With SUSE Linux Enterprise Server 11 SP2, we removed the 32-bit hypervisor as a
virtualization host. 32-bit virtual guests are not affected and are fully
supported with the provided 64-bit hypervisor.
13.3.1. XEN: Secure Boot
Xen hypervisor is shipped as an EFI application, and signed. It will negotiate
with the shim loader to validate the Dom0 kernel signature before booting it.
Enabling the alternative kernel image format takes as a prerequisite the
bumping of the backward compatibility level from 3.2 to 4.X, so we are not able
to boot a SLE11 SP3 PV guest on SLE10 SP4, even if secure boot is not enable.
13.3.2. XEN/KVM: virt-manager Can Configure PCI Pass-through Devices at VM
Creation
Virt-Manager is now capable to allow the configuration of PCI pass-through
devices at VM creation in Xen and KVM.
13.3.3. XEN: Netconsole Support to Netfront Device
XEN now support netconsole on its netfront device.
13.3.4. XEN: TSC Deadline Timer Support
TSC deadline timer is a new mode in LAPIC timer, which will generate one-shot
timer interrupt based on TSC deadline, in place of current APIC clock count
interval. It will provide more precise timer interrupt (less than 1 ticks) to
benefit OS scheduler etc.
13.3.5. XEN: JKT Core Error Recovery
Xen now support the new MCA type to handle errors in the core (like L1/L2 cache
error). Previously only uncore errors (like L3 cache error) was handled.
13.3.6. XEN: TSC Offset Support
TSC is only writable via MSR 0x10 which is a moving target. TSC offset timer
feature will provide a new MSR 0x3b that exposes the "Thread Offset" directly.
13.3.7. XEN: Haswell New Instructions Support
XEN now support the Haswell CPU new instructions (ie: FP fused Multiply Add,
256-bit Integer vectors, MOVBE support...). Using some of these new
instructions will improve the efficiency of XEN.

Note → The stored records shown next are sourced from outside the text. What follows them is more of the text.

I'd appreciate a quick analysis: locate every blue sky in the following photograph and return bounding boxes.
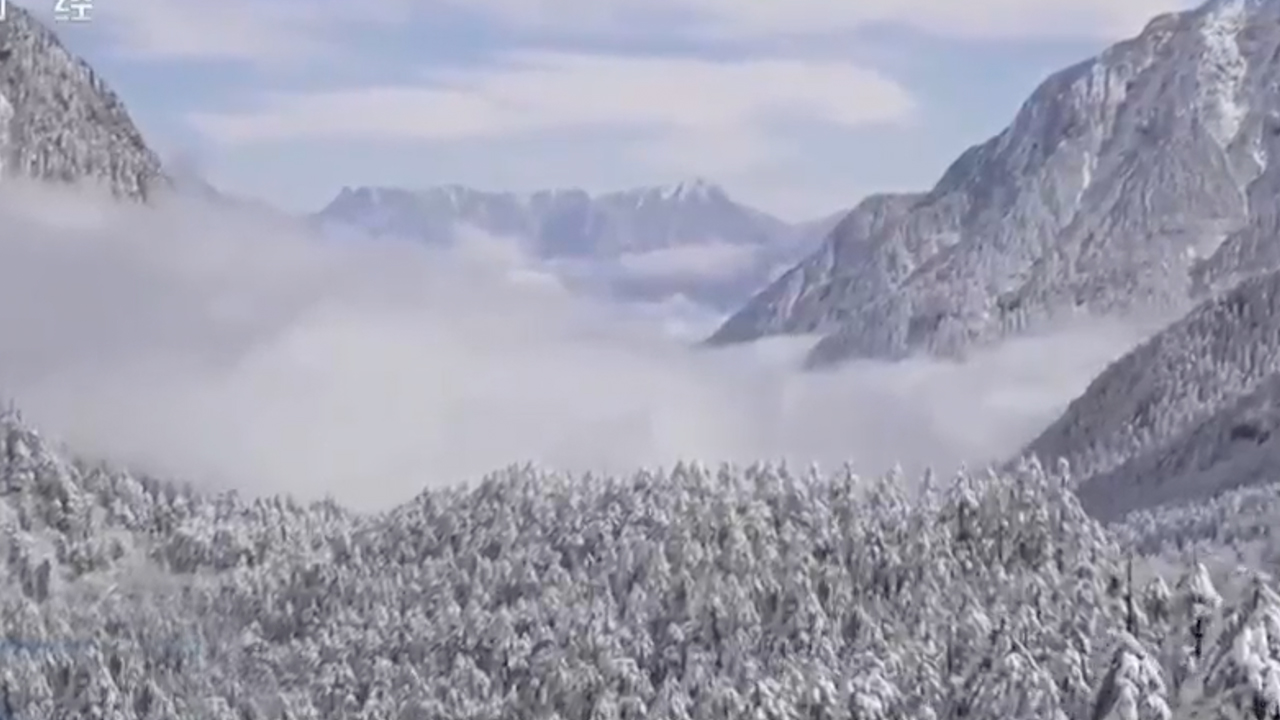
[40,0,1192,219]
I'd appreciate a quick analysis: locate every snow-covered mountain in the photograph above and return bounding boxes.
[1027,266,1280,519]
[710,0,1280,364]
[0,3,168,200]
[312,179,832,311]
[0,399,1280,720]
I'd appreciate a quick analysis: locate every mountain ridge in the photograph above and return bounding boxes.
[308,178,840,311]
[0,3,172,201]
[708,0,1280,366]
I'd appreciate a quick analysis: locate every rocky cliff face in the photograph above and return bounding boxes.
[1024,266,1280,520]
[710,0,1280,365]
[0,4,168,200]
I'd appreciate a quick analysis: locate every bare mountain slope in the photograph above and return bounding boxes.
[710,0,1280,365]
[0,3,168,200]
[1025,266,1280,519]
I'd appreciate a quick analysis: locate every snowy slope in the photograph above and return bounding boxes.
[1027,266,1280,518]
[710,0,1280,364]
[0,3,168,200]
[312,179,835,313]
[0,399,1280,720]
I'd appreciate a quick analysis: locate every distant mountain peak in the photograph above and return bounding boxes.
[662,177,726,202]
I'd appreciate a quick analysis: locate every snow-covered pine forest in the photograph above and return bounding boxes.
[0,414,1280,720]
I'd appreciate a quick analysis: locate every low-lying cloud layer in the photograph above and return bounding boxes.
[0,184,1135,509]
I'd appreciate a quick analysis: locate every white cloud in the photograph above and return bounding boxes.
[63,0,413,64]
[0,186,1132,507]
[618,242,758,279]
[191,53,914,176]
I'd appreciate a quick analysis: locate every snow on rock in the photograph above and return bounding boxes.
[0,3,168,200]
[710,0,1280,365]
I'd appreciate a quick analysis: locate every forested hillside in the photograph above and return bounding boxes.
[0,416,1280,720]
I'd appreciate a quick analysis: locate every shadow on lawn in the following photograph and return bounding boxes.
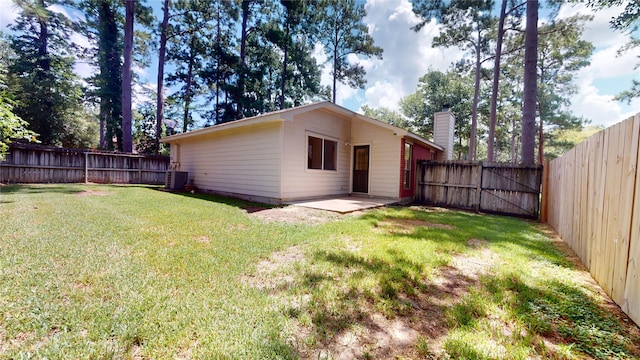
[285,212,640,359]
[363,209,574,268]
[158,188,277,213]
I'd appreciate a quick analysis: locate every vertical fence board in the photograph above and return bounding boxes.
[418,161,542,218]
[0,144,169,184]
[620,113,640,323]
[548,114,640,323]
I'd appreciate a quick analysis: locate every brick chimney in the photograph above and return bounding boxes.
[433,105,456,160]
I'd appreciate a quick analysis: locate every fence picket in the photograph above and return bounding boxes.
[548,114,640,324]
[418,161,542,218]
[0,143,169,184]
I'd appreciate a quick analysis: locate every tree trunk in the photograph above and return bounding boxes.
[215,1,222,124]
[487,0,507,162]
[237,0,252,119]
[182,34,196,132]
[521,0,538,165]
[332,29,338,104]
[511,117,518,164]
[538,107,544,165]
[38,0,51,74]
[154,0,171,155]
[118,0,135,153]
[280,19,289,110]
[468,29,482,161]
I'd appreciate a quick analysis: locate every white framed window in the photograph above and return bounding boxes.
[404,143,413,190]
[307,134,338,171]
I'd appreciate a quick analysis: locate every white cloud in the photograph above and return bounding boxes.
[312,43,358,105]
[0,0,19,32]
[364,0,463,110]
[559,5,640,126]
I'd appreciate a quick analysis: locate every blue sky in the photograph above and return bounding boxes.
[0,0,640,126]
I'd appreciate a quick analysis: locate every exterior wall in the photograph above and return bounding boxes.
[400,139,436,199]
[281,110,351,200]
[171,122,281,199]
[350,119,402,198]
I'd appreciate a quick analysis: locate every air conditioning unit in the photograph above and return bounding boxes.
[164,171,189,190]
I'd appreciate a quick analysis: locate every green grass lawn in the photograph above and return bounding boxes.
[0,185,640,359]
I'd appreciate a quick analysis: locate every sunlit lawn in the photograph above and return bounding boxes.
[0,185,640,359]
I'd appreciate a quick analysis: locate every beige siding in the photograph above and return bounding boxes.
[171,123,281,199]
[351,120,402,198]
[282,110,351,200]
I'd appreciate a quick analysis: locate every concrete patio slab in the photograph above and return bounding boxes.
[289,196,398,214]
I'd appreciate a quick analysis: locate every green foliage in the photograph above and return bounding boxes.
[400,69,473,159]
[544,125,604,160]
[6,1,83,146]
[133,102,166,155]
[0,93,38,161]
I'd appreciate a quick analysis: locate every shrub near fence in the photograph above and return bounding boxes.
[0,144,169,184]
[548,113,640,324]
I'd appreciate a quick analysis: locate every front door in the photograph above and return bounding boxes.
[353,145,369,194]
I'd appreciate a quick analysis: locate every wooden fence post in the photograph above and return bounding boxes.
[540,160,549,223]
[472,162,484,213]
[84,152,89,184]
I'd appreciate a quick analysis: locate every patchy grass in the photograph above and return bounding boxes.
[0,185,640,359]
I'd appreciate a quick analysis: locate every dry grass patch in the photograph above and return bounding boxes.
[251,205,341,225]
[76,190,110,196]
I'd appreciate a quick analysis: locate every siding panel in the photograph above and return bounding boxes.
[351,119,402,198]
[282,110,351,200]
[171,123,281,199]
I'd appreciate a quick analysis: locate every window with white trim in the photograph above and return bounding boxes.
[404,143,412,190]
[307,135,338,170]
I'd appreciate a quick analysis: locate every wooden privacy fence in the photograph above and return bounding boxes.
[0,144,169,184]
[548,113,640,324]
[418,161,542,219]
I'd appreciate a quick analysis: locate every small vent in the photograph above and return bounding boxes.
[164,171,189,190]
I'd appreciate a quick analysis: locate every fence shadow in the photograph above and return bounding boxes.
[0,184,84,194]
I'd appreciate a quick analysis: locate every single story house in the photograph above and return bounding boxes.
[162,102,454,204]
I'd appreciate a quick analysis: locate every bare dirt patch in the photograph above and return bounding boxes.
[243,246,306,290]
[76,190,110,196]
[295,248,499,359]
[250,206,342,225]
[303,313,419,360]
[376,218,455,235]
[467,239,489,249]
[196,235,211,244]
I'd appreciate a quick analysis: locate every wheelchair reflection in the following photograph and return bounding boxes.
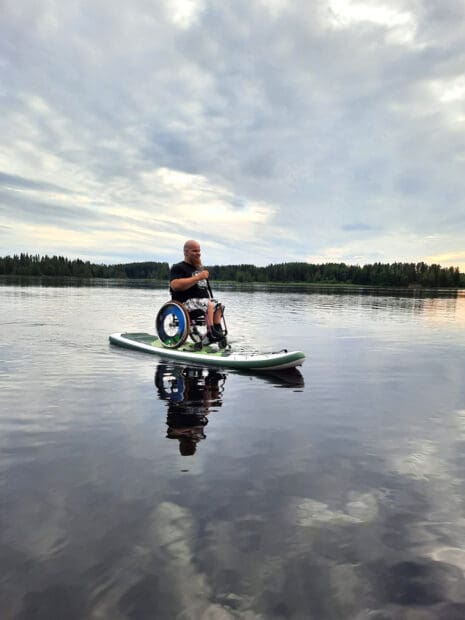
[155,363,226,456]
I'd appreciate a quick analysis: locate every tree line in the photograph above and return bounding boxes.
[0,253,465,288]
[0,253,169,280]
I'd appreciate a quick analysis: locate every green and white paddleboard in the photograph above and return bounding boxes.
[110,333,305,371]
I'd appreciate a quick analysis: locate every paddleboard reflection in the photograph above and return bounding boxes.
[155,363,226,456]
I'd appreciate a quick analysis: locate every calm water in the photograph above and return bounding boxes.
[0,286,465,620]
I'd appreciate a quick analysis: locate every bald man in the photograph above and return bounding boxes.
[170,239,224,340]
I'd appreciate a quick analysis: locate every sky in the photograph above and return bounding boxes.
[0,0,465,272]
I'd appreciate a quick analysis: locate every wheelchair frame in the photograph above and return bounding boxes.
[155,300,228,350]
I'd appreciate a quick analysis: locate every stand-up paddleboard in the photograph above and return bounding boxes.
[110,333,305,371]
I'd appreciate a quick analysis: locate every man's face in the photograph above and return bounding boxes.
[184,243,202,267]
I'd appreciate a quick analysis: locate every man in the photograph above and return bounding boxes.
[170,239,224,340]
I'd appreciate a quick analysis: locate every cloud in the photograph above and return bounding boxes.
[0,0,465,264]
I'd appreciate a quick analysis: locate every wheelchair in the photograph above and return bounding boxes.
[155,301,228,351]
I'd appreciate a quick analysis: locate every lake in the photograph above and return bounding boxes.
[0,285,465,620]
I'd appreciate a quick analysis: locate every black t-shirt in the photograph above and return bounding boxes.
[170,260,209,302]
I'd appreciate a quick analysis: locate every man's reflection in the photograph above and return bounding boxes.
[155,363,226,456]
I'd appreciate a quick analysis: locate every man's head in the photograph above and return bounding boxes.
[184,239,202,267]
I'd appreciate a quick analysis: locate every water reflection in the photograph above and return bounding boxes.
[155,363,226,456]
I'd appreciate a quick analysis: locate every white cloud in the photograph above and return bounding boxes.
[0,0,465,264]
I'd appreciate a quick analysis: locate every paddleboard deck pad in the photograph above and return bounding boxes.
[110,333,305,371]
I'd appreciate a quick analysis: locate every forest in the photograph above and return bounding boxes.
[0,253,465,288]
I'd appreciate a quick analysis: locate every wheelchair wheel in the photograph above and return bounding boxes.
[155,301,190,349]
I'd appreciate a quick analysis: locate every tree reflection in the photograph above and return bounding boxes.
[155,363,226,456]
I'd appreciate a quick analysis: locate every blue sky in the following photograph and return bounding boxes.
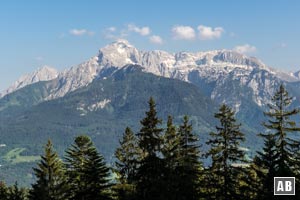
[0,0,300,90]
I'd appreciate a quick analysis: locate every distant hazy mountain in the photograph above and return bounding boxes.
[4,40,299,110]
[0,40,300,186]
[2,66,58,96]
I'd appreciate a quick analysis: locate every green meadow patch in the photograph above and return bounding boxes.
[2,148,40,164]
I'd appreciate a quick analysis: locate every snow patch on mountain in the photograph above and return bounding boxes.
[2,40,300,110]
[88,99,111,111]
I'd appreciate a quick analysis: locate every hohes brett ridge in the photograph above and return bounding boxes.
[0,0,300,200]
[0,40,300,199]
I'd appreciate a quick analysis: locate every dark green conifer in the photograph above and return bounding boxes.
[207,105,245,200]
[30,140,68,200]
[175,116,202,200]
[66,135,110,200]
[261,85,300,177]
[137,98,166,200]
[114,127,140,200]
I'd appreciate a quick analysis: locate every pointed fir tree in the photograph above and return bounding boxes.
[0,181,8,200]
[206,104,245,200]
[114,127,140,200]
[30,140,68,200]
[162,116,181,200]
[7,182,28,200]
[136,97,166,200]
[175,116,202,200]
[261,85,300,177]
[66,135,111,200]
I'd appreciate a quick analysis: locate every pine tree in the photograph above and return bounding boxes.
[137,98,166,200]
[0,181,8,200]
[175,116,202,200]
[261,84,300,198]
[249,135,279,200]
[114,127,140,200]
[162,116,181,200]
[66,135,111,200]
[207,105,245,200]
[7,182,27,200]
[261,85,300,177]
[30,140,68,200]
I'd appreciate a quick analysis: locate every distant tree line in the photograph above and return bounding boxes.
[0,85,300,200]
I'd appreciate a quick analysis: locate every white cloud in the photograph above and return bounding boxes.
[103,26,118,39]
[127,24,151,36]
[149,35,163,44]
[69,29,95,36]
[172,26,195,40]
[197,25,224,40]
[34,56,44,61]
[106,26,117,32]
[233,44,257,54]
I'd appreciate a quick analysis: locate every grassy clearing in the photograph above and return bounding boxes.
[2,148,40,164]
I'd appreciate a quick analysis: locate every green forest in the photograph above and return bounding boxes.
[0,85,300,200]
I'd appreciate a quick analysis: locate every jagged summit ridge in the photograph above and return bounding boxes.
[2,65,59,96]
[1,40,299,109]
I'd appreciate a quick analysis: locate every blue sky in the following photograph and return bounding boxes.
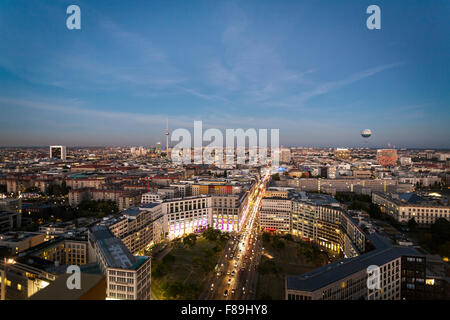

13.3.8. APIC Virtuatization in Xen and KVM
This Service Pack adds support for the APIC virtualization feature for Intel's
IvyBridge and later CPUs. Both hypervisors - Xen and KVM - support APICv.
13.3.9. XEN: Large VT-d Pages
This is an IOMMU performance enhancement to reduce IOMMU page table and IOTLB
footprint.
13.3.10. XEN/KVM/libvirt: Virtual Machine Lock Manager
The virtual machine lock manager is a daemon which will ensure that a virtual
machine's disk image cannot be written to by two QEMU/KVM processes at the same
time. It provides protection against starting the same virtual machine twice,
or adding the same disk to two different virtual machines.
13.3.11. XEN: Bios Information to XEN HVM Guest
Bios information of the physical server can now be passed to XEN HVM guest
system.
13.3.12. XEN: Support for PCI Pass-through Bind and Unbind in libvirt Xen
Driver
Virt-manager is now able to set up PCI pass-through for Xen without having to
switch to the command line to free the PCI device before assigning it to the
VM.
13.3.13. XEN: xenstore-chmod Command Now Support 256 Permissions
To be able to manage permission using the xenstore-chmod command on more than
16 domUs at the same time, xenstore-chmod command now support 256 permissions.
13.4. File Systems
https://www.suse.com/products/server/technical-information/#FileSystem
SUSE Linux Enterprise was the first enterprise Linux distribution to support
journaling file systems and logical volume managers back in 2000. Today, we
have customers running XFS and ReiserFS with more than 8TiB in one file system,
and our own SUSE Linux Enterprise engineering team is using all 3 major Linux
journaling file systems for all its servers.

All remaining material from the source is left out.